Hadley Freeman interviews Edward St Aubyn.
If you get all of the people you don’t like fired from Substack tomorrow, what will change? How will your life improve? [Glenn] Greenwald will spend more time with his hottie husband and his beloved kids and his 6,000 dogs in his beautiful home in Rio. Glenn will be fine. How do we do the real work of getting you job security and a decent wage?” Freddie deBoer on the recent Twitter backlash to Substack giving advances to high-profile contrarians. (Substack, ironically).
Chaser: Stratechery on the rise of the “sovereign writer,” which is also my worry about Substack: i.e. when the rest of the media has died, what will Andrew Sullivan have to be contrarian about? “Sovereign writers, particularly those focused on analysis and opinion, depend on journalists actually reporting the news. This second unbundling, though, will divert more and more revenue to the former at the expense of the latter.”
Kara Swisher explains NFTs—non-fungible tokens—i.e. original artworks or collectibles encoded in a blockchain to verify that they’re unique. My starting position was that this was all art-world circular hype to create a new market, but Swisher is more open-minded.
* A previous version incorrectly identified the Saltire Society as a Gaelic society. It is a general Scottish cultural society.

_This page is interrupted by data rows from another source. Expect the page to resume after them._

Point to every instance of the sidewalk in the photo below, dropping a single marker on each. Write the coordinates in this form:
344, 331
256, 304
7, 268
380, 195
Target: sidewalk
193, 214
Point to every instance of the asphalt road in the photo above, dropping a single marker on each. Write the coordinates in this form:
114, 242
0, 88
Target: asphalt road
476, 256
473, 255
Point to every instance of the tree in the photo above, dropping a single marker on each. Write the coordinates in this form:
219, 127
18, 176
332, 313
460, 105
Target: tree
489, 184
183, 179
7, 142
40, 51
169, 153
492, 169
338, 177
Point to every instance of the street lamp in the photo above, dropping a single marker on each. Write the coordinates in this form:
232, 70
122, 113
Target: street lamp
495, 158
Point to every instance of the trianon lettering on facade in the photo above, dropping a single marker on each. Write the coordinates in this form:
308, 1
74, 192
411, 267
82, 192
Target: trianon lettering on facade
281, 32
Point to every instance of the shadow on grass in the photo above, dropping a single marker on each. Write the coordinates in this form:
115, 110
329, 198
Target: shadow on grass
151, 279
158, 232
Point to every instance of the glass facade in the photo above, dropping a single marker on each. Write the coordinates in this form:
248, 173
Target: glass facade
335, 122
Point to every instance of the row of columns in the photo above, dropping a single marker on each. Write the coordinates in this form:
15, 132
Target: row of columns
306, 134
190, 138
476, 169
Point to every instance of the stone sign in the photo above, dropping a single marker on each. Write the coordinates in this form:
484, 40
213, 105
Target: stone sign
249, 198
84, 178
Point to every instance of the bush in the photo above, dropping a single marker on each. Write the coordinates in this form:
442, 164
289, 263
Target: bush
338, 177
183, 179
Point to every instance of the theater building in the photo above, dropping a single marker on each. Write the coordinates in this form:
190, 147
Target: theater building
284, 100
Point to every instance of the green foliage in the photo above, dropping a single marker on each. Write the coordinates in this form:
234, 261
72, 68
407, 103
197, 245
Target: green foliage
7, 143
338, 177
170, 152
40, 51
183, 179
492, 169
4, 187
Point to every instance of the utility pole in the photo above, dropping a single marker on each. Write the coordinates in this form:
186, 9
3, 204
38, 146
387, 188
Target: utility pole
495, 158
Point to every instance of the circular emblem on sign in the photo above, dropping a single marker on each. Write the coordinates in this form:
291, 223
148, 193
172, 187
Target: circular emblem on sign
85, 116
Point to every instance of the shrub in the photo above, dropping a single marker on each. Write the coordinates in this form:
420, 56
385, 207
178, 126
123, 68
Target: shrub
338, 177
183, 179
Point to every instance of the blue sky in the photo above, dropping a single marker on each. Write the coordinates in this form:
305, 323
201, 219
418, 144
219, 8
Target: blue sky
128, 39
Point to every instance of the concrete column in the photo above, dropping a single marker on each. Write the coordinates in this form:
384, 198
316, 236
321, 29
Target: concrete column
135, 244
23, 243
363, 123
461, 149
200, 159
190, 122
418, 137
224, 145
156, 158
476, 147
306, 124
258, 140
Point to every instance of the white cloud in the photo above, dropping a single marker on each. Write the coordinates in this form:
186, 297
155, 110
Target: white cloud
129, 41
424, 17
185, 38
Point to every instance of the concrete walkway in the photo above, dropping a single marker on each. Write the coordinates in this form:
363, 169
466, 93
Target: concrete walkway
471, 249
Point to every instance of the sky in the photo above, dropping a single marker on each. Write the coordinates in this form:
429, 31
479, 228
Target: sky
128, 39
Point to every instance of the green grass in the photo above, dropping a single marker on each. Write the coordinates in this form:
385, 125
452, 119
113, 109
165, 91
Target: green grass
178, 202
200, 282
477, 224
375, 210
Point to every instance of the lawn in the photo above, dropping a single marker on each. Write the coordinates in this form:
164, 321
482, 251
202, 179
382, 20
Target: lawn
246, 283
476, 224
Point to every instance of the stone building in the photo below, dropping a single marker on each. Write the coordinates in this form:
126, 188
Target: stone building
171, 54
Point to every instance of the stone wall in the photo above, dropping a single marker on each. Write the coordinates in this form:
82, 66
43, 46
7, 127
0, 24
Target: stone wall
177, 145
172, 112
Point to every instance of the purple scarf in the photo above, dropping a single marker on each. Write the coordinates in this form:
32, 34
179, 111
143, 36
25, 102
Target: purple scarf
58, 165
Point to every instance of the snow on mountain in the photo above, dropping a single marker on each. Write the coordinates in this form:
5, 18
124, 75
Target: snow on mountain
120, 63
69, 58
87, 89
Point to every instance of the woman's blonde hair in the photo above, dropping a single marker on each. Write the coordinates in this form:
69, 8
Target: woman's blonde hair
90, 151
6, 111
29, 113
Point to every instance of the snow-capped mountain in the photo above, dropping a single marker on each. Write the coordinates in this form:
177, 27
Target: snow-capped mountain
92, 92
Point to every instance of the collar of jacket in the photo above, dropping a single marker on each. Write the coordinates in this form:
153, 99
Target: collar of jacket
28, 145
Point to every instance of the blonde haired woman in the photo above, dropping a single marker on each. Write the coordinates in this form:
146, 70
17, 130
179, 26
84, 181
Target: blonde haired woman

Hoorah, at last I work out how to leave a comment....sigh. Have you read the Spring New statesman, cos as I am reading your brilliant Difficult Women book, I am particularly sensitive to Jason Cowley's Editor's Notes.....and wot he says about Nicola Sturgeon, whom I admire and would vote for! He says she is "too cocksure for his taste!!" Now, I am sure you would not think this a good thing...please will you take him to task for this? I shall, once I finish this email. I am nearly 80, and have had that sort of thing flung at me a myriad of times... I have always loved your writings, and was devastated when you moved to the Atlantic...but that is a great magazine too. Cheers, Betsy Barker
Correction:
The Saltire Society is not a 'Gaelic society'. It is a general Scottish cultural society (saltiresociety.org.uk).
You make Gaelic speakers sound like idiots for not knowing if someone can actually speak Gaelic which is unfair. The Saltire society probably never tested him on it as they didn't speak Gaelic & didn't consider it relevant to his position.